There are five oceans on earth, and all them connected to form a continuous body of water. Historically, there were only four oceans, namely Atlantic, Pacific, Indian and Arctic.
In the year 2000, the International Hydrographic Organization decided to carve out a new ocean surrounding the least populated continent at the bottom of the earth
The Pacific Ocean is the largest and deepest of Earth’s oceanic divisions. It extends from the Arctic Ocean in the north to the Southern Ocean (or, depending on definition, to Antarctica) in the south and is bounded by the continents of Asia and Australia in the west and the Americas in the east.
The Pacific ocean covers 35 percent of the Earth’s surface, and the Atlantic covers only 21 percent. It also has the deepest average depth and the point of the lowest elevation on Earth.
The Atlantic Ocean, the second largest ocean, extends from the Southern Ocean between the Americas, and Africa and Europe, to the Arctic Ocean. It meets the Pacific Ocean at Cape Horn and the Indian Ocean at Cape Agulhas, south of Africa.
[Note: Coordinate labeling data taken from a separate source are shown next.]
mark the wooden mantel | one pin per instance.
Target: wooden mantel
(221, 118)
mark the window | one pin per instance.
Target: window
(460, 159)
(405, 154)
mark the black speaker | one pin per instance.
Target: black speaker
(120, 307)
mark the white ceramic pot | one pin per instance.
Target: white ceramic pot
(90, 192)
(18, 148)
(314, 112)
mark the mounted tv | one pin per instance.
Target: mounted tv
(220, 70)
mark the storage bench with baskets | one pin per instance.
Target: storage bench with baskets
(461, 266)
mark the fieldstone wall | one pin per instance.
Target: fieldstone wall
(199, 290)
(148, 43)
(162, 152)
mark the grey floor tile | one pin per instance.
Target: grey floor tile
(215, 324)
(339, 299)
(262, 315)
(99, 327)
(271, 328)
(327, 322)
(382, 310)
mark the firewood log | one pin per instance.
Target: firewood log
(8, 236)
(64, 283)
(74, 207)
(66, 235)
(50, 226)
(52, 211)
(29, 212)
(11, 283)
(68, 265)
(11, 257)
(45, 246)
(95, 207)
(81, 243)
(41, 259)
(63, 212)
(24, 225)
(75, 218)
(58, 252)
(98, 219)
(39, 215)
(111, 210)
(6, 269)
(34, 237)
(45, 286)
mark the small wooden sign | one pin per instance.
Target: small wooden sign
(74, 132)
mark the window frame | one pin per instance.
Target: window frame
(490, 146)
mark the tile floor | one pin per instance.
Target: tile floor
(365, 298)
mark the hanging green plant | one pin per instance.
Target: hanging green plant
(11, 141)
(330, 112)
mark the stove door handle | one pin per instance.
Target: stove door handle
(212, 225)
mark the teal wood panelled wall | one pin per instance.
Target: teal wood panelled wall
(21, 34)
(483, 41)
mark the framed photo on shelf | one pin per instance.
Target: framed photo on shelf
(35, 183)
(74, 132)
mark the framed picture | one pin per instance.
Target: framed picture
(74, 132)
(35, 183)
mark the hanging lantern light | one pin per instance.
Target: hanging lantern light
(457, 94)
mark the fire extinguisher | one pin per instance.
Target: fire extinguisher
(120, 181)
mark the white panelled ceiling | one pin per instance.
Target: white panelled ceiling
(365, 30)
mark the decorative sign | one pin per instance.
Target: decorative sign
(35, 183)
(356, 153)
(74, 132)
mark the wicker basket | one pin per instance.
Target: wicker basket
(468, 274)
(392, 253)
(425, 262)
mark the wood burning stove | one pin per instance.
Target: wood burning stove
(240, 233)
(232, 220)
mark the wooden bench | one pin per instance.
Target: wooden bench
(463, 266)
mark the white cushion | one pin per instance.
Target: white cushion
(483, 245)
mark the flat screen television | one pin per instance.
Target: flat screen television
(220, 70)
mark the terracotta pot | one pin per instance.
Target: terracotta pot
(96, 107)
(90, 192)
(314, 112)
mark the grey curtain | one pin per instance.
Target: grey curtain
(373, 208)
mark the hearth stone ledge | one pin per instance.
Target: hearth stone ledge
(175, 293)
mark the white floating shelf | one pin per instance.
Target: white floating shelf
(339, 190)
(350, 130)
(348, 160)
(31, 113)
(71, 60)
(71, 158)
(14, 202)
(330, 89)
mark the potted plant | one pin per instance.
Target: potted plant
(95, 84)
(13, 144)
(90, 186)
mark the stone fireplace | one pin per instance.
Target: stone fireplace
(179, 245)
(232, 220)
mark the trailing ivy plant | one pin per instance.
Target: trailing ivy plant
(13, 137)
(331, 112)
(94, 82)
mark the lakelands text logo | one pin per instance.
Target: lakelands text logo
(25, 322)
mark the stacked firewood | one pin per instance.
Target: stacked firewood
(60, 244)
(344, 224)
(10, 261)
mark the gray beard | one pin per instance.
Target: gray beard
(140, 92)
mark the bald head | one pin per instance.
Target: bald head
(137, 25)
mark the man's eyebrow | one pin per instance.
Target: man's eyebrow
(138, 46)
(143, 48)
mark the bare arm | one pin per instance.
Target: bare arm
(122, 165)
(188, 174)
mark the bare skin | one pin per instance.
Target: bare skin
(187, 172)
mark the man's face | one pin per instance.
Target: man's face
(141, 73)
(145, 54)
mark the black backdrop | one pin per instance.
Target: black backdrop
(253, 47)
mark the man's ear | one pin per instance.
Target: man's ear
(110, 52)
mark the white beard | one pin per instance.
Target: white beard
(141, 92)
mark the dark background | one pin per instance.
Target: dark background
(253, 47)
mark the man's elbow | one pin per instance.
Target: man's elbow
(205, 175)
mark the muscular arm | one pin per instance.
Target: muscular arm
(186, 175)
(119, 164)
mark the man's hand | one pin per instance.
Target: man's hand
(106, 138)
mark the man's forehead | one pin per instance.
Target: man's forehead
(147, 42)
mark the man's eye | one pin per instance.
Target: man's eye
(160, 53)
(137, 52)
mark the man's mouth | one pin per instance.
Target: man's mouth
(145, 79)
The Atlantic ocean receives more fresh water through run-offs than any other ocean. The Amazon, Mississippi, Saint Lawrence and Congo all empty into it.
There are approximately 29% of the land surface on Earth while the ocean takes up to 71%. But despite those facts, many of us still wonder why the Pacific and Atlantic Ocean’s water didn’t mix at all!
The waters of the Atlantic Ocean and the Pacific Ocean do not get mixed. It is mainly due to the chemical and mineral composition of the waters of the two oceans. Density difference is also a reason behind the fact. The density difference is a function of different salinity and temperatures.
Direction of currents makes it more difficult to mix, though it is false to say that the waters of the Atlantic Ocean and the Pacific Ocean never mix. The two oceans have different Surface Currents and Deep Water Currents circulation in them.